O homem comum, ao contrário do idealizado em culturas anglo-saxônicas, foi representado
na forma do “malandro”. Enquanto, nos EUA e em outros países, a idolatria ao
mito do self-made man permeava todas
as esferas sociais, no Brasil, o malandro tornou-se símbolo nacional em um país
marcado pela síndrome de vira lata. Disseminou-se a ideia nos sambas de
Martinho da Vila, no pornô chanchada dos anos 70, na literatura de Jorge Amado,
Nelson Rodrigues; na brasilidade de Chico Buarque. O ideal do malandro
tornou-se, então, modelo social. Se o brasileiro não era rico, disciplinado e culto
como europeus e americanos ele teria outras qualidades; ele saberia fazer música,
criar uma família desfavorecida,seria um homem superior preparado para encarar
todos as dificuldades oferecidas por instabilidades políticas ,crises
econômicas, desigualdade social, preconceito racial, opressão policial. Na
figura de Bezerra da Silva, a malandragem atingiu o seu ápice, e nela, o mito do pobre trabalhador reflete a origem
do espírito do capitalismo à brasileira.O brasileiro, portanto, seria descrente
de seu país, mas crente em si e no sonho do país do futuro.
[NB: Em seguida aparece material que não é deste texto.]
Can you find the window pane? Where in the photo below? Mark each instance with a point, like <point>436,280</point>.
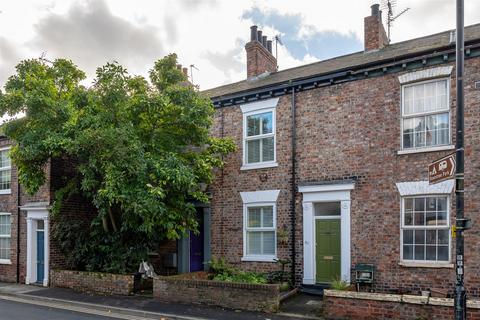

A malandragem retrada tanto por
Bezerra como por diversos artistas evidenciaram a vocação do país para as
indústrias criativas. Na música, no cinema, na teledramaturgia, na moda, no
design, na publicidade o país é símbolo de excelência. Através de um passado imprevisível
e quadros socioeconômicos voláteis, o brasileiro se tornou o mais adaptável dos
povos. E essa característica, a da fácil adaptação, da flexibilidade, foi
fielmente incorporada ao discurso do mito do malandro. Isso se deu de tal forma
que o brasileiro comum sentiu-se motivado a inovar, a ousar, a se arriscar, a empreender.
Por meio de anti-heróis como Bezerra da Silva que o morador de comunidade
carente, o trabalhador rural e a classe média, a última ainda que secretamente,
encontraram luz para sonhar com um futuro melhor. Se a máquina irá substituir a
função humana em praticamente toda cadeia industrial, ela ainda não será capaz
de superar a capacidade de criativa de da mente humana. O rigor, a disciplina,
a austeridade, o sacrifício da filosofia protestante sustentaram o modelo
industrial de capitalismo, mas para o modelo pós-industrial necesita-sse de
flexibilidade, criatividade, espontaneidade e diversidade, qualidades essas
presentes na alma de todo “malandro”, de todo brasileiro.